Blackhawks’ Caleb Jones maintaining confidence — with Luke Richardson’s help — through recent adversity
Jones on Wednesday took accountability for a series of “mishaps” over his last three games. Richardson, meanwhile, has worked closely with Jones to boost his spirits.
DALLAS — Blackhawks coach Luke Richardson recently sat down with struggling defenseman Caleb Jones to show him a specific video clip.
In it, Lightning star Mikhail Sergachev — analytically one of top-performing defensemen in the NHL this season — casually skated out from behind his net, then lost the puck right in the slot. Stars forward Radek Faksa jumped on the puck and scored a game-tying goal with less than five minutes left.
Richardson’s message? Over the course of thousands of shifts over 82 games, mistakes are inevitable. Even the best players make them. And they’re not worth beating oneself up about.
“That can happen,” Jones said. “It’s just bad ‘puck luck.’ It’s a long season, and that happens to everyone. [You have to] keep your confidence and keep pushing and getting better. It was a good conversation.”
Jones knows he has struggled lately. That’s no secret. His nightmarish stretch started last week against the Hurricanes, when he caused a goal against with a disastrous pass from behind his own net in similar fashion to Sergachev.
It continued against the Blues, when all five goals the Hawks allowed came with him on the ice. And after being healthy-scratched against the Bruins to reset mentally, it culminated against the Penguins, when Sidney Crosby beat him to score the game-winning goal and spoil the Hawks’ comeback.
The Hawks’ scoring-chance ratio during Jones’ five-on-five ice time this season had fallen to 37.8% — which ranked 203rd among 211 defensemen — entering Wednesday’s game against the Stars. Over the previous six games, his ratio was 31.4%. (To be fair, every Hawks defenseman sits in the bottom half of the league.)
After the morning skate Wednesday, Jones could only chuckle about the minus-five night; he’d never experienced anything like that in his hockey-playing life. But as he has throughout his Chicago tenure, he still took accountability for his struggles.
“The last three or four [games], there have been a couple of mishaps,” Jones said. “I have to find a way personally, when those games happen, to bounce back better and make sure they don’t last. That’s just a learning process for me. Overall this year, I started out really good, but the last three or four games have been a little down. So I just have to stay confident and work my way through it. It’s just a little slump. I’ll be all right.”
Jones has become a lightning rod for criticism from a portion of the fan base that desperately wants him benched.
On one hand, the Hawks do suddenly have a defensive-personnel conundrum. Ian Mitchell and Filip Roos were healthy scratches Wednesday with Seth Jones returning from injury. Two young players missing out on development opportunities while two veteran journeymen (Jarred Tinordi and Jack Johnson) and one slumping player (Caleb Jones) remain in the lineup doesn’t make the most sense.

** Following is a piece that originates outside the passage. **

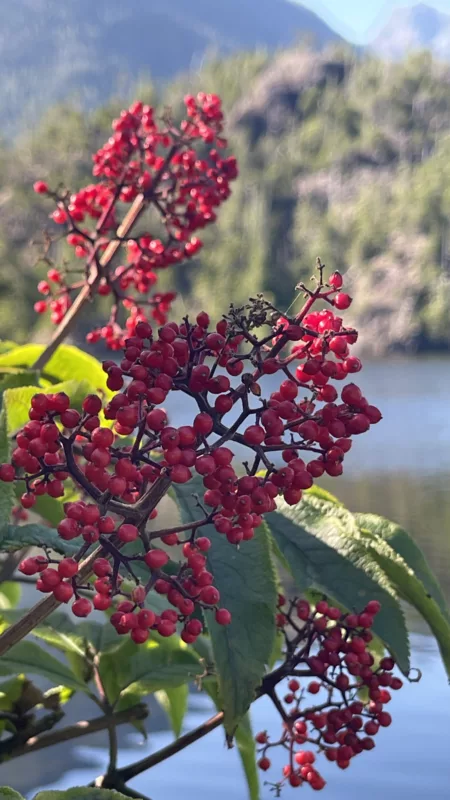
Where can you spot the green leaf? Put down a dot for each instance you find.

On the other hand, Jones enjoyed a very good stretch of hockey before this recent downturn. From Oct. 25 through Nov. 3, he had six assists in six games and was relatively clean with the puck. He is an excellent skater who often has shown flashes of top-four potential, only to be held back by his inconsistency.
Richardson, for the record, has stood firmly behind Jones at every turn, continually offering votes of confidence.
“He has done really well,” Richardson said Wednesday. “There have been a couple of games where he’s been on the ice for goals against, but he’s not the only one. He seems like he’s matured and grown. He has taken a big leap in this opportunity and run with it. Getting back to a normal role, which is a little bit less [demanding], he’s going to be confident in that — and he should be.”
Richardson’s support has allowed Jones to keep his spirits up in spite of the adversity.
That’s reflected in Jones’ optimism. He — and the Hawks’ coaching staff — believes his brother’s return will have a positive ripple effect on the rest of the defensive corps. The two of them enjoyed a family dinner Tuesday in Dallas and expected a “decent-sized” group of family, friends and advisers at the American Airlines Center for the game.
“We’re all excited to have [Seth] back,” Caleb Jones said. “When you lose a guy like that, you all have to take on a little more. Over the last couple of weeks, we did a good job of it, but it can start to catch up to you a little bit. Guys are doing things that they’ve never done. Getting him back will take that load off and let us all get back to playing . . . how we were at the start of the year.”